Evaluation of coupled and uncoupled ocean-ice-atmosphere simulations using icon_2024.07 and NEMOv4.2.0 for the EURO-CORDEX domain

Abstract. Evaluation results from the reanalysis-driven evaluation simulation for the years 1979–2021 with a regional coupled ocean–atmosphere model (ROAM) are presented. The coupled setup portrayed here is one of the first regional climate modeling systems to couple the ICON atmosphere model in climate limited-area mode (CLM) with the ocean model NEMO for the North and Baltic Sea (NBS), using a flux-based OASIS coupling approach.

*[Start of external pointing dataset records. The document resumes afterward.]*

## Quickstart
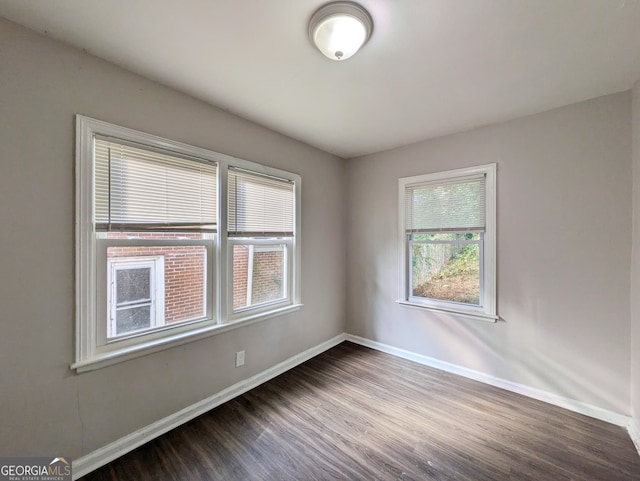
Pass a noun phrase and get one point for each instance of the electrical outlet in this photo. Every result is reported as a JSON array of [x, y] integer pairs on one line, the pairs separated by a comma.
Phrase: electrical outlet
[[239, 358]]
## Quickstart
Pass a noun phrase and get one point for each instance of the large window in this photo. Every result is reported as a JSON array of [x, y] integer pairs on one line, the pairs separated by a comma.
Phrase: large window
[[448, 241], [152, 268]]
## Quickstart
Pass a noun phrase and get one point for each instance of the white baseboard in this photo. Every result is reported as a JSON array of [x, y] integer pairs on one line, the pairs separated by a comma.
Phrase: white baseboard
[[634, 432], [570, 404], [111, 451]]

Along with the simulation with the coupled model configuration ROAM-NBS, the simulations with the uncoupled components (ICON-CLM and NEMO-NBS, respectively) are analyzed and compared with various observational datasets. ROAM-NBS complements atmosphere-only climate projections with the same atmospheric model and setup, which will all be published in accordance with EURO-CORDEX specifications. Climate projections by ROAM-NBS will enrich the data available to support the German Strategy for Adaptation to Climate Change (DAS), especially for our target region, which are the German national waters.

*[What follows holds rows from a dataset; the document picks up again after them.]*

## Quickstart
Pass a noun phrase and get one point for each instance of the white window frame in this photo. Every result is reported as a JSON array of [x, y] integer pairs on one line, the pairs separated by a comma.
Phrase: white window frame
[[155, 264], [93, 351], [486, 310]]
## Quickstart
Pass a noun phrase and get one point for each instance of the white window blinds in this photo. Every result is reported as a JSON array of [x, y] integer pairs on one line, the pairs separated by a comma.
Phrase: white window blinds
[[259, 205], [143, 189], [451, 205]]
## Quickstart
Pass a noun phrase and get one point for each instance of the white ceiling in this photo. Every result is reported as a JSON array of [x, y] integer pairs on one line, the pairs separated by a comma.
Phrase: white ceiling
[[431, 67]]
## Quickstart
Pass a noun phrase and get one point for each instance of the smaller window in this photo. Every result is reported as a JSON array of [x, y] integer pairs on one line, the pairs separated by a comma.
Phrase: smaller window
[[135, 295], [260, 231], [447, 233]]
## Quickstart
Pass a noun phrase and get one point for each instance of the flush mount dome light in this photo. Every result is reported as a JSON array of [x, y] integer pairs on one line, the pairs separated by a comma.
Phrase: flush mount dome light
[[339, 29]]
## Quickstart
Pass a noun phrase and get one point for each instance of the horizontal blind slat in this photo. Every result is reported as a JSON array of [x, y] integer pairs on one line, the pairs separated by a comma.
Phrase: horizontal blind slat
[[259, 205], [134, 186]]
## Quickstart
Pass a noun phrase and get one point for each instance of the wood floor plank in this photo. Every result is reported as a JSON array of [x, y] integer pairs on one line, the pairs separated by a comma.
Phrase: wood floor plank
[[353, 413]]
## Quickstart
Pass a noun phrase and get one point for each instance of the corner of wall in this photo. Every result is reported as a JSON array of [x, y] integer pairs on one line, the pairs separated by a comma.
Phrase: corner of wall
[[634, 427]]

In general, the mean model climate is well represented by all setups. The sea surface temperature bias is, on average, below ±0.5 K, with an improved representation of extreme sea surface height events in the uncoupled setup. SST biases of ROAM-NBS directly lead to biases of surface heat fluxes, wind speed, and precipitation over land. However, the mean influence on the land areas is negligible. The evaluations of ocean variables indicate a strong agreement of ROAM-NBS with NEMO-NBS. Compared to observations, both simulations overestimate sea ice concentration and extent in spring, especially in the Gulf of Bothnia. Mean temperature profiles in the Baltic Sea show that both simulations generally reproduce observed profiles. ROAM-NBS exhibits a cold bias in deeper layers, especially in the Gotland Deep, while NEMO-NBS shows better agreement at the sea surface and bottom. Stratification analyses confirm a fresh bias in Baltic bottom layers, especially in the Gulf of Bothnia, with NEMO-NBS performing slightly better in this region. Major inflow events are captured but underestimated. Sea surface height and wind surge highly coincide with observational data, with NEMO-NBS slightly outperforming ROAM-NBS in correlation. The marine heat wave (MHW) evaluation against observations in the North and Baltic Sea demonstrates that the simulations capture the inter-annual variability of MHW characteristics.

Overall, the coupled simulation demonstrates good performance for both the atmosphere and the ocean, and the setup is now ready to be used for producing coupled regional climate projections for Europe.